Washington Examiner: Patient Groups Urge CVS Health to Drop Program Targeting Costly Drugs

9/12/2018

 
An article in the Washington Examiner highlights the Partnership to Improve Patient Care (PIPC)'s recent letter to CVS Caremark, which voices opposition to CVS' use of quality-adjusted-life-year metric. Joined by over 90 stakeholder groups, PIPC criticizes CVS for ignoring important differences among patients while relying on a flawed one-size-fits-all assessment. "Cost-effectiveness analysis discriminates against the chronically ill, the elderly and people with disabilities, using algorithms that calculate their lives as 'worth less' than people who are younger or non-disabled," the letter states. 
The article in its entirety can be read below. 
Patient groups urge CVS Health to drop program targeting costly drugs
by Joe Williams

Nearly 100 patient groups urged CVS Caremark on Wednesday to reverse a decision allowing clients to drop coverage for expensive drugs that don't meet a cost-effectiveness threshold.

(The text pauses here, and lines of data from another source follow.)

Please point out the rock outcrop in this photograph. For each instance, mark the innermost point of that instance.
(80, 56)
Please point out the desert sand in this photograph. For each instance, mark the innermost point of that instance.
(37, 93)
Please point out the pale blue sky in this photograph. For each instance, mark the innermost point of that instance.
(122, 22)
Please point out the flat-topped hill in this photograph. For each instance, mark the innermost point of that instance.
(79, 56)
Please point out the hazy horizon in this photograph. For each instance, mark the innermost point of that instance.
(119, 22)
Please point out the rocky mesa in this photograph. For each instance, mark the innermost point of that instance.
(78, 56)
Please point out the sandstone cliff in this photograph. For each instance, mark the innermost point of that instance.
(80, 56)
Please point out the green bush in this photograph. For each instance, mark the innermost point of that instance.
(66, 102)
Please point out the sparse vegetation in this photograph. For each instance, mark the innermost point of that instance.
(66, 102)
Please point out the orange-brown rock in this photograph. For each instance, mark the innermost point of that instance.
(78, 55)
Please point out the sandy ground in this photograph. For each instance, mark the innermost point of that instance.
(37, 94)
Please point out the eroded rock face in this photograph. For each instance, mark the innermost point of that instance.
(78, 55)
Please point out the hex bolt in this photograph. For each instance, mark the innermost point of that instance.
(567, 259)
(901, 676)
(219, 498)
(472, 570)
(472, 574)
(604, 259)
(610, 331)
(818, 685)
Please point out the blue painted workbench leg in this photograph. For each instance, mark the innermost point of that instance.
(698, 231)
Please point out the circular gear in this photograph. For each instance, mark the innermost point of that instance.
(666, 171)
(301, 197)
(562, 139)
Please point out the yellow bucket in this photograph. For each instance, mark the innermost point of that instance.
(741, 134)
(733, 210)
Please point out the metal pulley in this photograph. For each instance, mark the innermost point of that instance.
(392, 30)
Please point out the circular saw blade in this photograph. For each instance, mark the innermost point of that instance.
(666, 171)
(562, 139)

The new policy from CVS Health's pharmacy benefit arm comes as the Trump administration undertakes a broader effort to lower drug costs. The company plans to focus its new evaluations on treatments with price tags over $100,000 that do not result in better quantity and quality of life. It will base coverage decisions on analysis from the Institute for Clinical and Economic Review, a nonprofit routinely blasted by the pharmaceutical lobby.

Ninety-five patient groups, including the Vietnam Veterans of America, the Alliance for Aging Research, and the National Alliance on Mental Illness joined in the criticism, claiming the reports "ignore important differences among patients" while relying on a one-size-fits-all assessment.

"Cost-effectiveness analysis discriminates against the chronically ill, the elderly and people with disabilities, using algorithms that calculate 
their lives as 'worth less' than people who are younger or non-disabled," the groups wrote to CVS.

Institute reports, the groups said, replace personal healthcare decisions with "an opaque algorithm based on average study results that do not address the needs of different patients and special populations."

A CVS spokesperson didn't immediately respond to a request for comment. The complaint was led by the Partnership to Improve Patient Care, an organization that counts drug industry associations like Pharmaceutical Research and Manufacturers of America as members.

The White House is weighing several measures intended to help lower prices for prescription drugs, including changes to the current drug rebate program. Pharmaceutical manufacturers argue that middlemen pharmacy benefit managers unfairly profit off the system, a claim the industry has denied.
​
CVS Health is in the midst of a $69 billion merger with insurer Aetna. While the American Medical Association and others are urging the Department of Justice to block the deal, the agency is reportedly close to approving it.